The civil society statement follows the revelation that the European Central Bank (ECB) has been pouring billions of euros into fossil fuel companies as part of its Corporate Sector Purchasing Programme (CSPP).
Within this scheme more commonly known as ‘quantitative easing’, the ECB delegates the purchase of corporate bonds to member states’ central banks in order to stimulate the Eurozone economy.
Despite the EU’s commitment, as part of the Paris Agreement, to align its financial flows with low-carbon development, the programme has since its inception in June 2016 seen frequent bond purchases from oil and gas companies like Shell, Total and REPSOL.
Friends of the Earth Europe’s economic justice campaigner Colin Roche said:
“It is scandalous that just six months after the Paris Agreement and in the middle of a climate crisis the European Central Bank launched a programme that has been pumping public money into fossil fuel corporations.
“For these companies, climate change is everyday business. The ECB must immediately stop funding climate chaos.”
The ECB still refuses to release any information on the individual value of its bond purchases and rejects calls for the publication of corporate beneficiaries’ names.
Even though civil society organisations have by now identified the companies benefitting from the programme by tracing the codes of individual bonds, the sums in question are still unknown.
Corporate Europe Observatory’s financial policy researcher Kenneth Haar condemned this obscurity:
“The ECB’s quantitative easing scheme is providing cash injections for polluters and it does so in the dark. What a disgraceful way to use public money.
“At the end of the day, the ECB is a public bank and should be accountable to Europe’s citizens and decision makers. It has to stop disguising its support for climate criminals and publish the exact value of each bond purchase.”
So far, around €67 billion have been invested in Europe’s biggest corporations as part of the quantitative easing programme. At the same time, investment needs for the EU’s climate transition are far from being met and citizens continue to face austerity.
Quantitative Easing for People’s Stan Jourdan added:
"If the mainstream financial sector is not yet ready to sufficiently fund EU climate action, central banks must play a bigger role.
“The ECB should channel part of its quantitative easing investments into environmentally sustainable sectors and help create employment in future-proof green industries. So far, the bank has been doing the exact opposite."
Notes to Editors:
70 organisations have signed on to the civil society statement, demanding the ECB stop investing in companies which exacerbate climate change. Read the statement and consult the full list of signatories here.

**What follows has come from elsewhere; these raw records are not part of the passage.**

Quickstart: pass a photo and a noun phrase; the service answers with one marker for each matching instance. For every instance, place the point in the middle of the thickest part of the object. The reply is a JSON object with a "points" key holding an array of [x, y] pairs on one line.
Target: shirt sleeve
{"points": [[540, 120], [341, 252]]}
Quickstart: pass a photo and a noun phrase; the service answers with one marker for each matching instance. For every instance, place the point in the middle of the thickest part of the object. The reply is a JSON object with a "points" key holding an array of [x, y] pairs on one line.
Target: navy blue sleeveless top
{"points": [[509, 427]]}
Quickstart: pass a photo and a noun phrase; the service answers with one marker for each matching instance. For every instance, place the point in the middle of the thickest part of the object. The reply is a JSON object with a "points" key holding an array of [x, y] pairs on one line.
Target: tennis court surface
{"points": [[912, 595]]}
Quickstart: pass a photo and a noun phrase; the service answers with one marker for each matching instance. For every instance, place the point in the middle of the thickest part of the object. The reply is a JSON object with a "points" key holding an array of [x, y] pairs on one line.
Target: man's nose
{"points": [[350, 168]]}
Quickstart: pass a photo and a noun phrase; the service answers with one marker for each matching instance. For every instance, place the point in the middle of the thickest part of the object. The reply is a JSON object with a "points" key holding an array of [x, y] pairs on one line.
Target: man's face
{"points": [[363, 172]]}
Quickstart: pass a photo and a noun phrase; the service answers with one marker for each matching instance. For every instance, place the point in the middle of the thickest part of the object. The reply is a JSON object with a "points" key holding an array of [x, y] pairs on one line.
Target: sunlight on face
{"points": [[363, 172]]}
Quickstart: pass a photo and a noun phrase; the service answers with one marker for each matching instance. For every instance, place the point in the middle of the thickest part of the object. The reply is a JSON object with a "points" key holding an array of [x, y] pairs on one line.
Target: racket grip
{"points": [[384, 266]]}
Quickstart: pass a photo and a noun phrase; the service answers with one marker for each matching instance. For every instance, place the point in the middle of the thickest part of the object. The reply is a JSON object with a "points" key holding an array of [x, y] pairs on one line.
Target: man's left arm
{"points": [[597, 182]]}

While the ECB is investing in fossil fuel corporations, the need for green investments continues to grow. In the coming decades, the international community will need to spend trillions of euro to create the necessary infrastructure to keep climate change under 2°C degrees. For the European Union alone, annual investments of around €379 billion will be necessary during the 2020-2030 period in order to reach the EU’s 2030 climate and energy targets.
The 2015 Paris Agreement on climate change includes the commitment to align financial flows with a pathway towards low greenhouse gas emissions and climate-resilient development.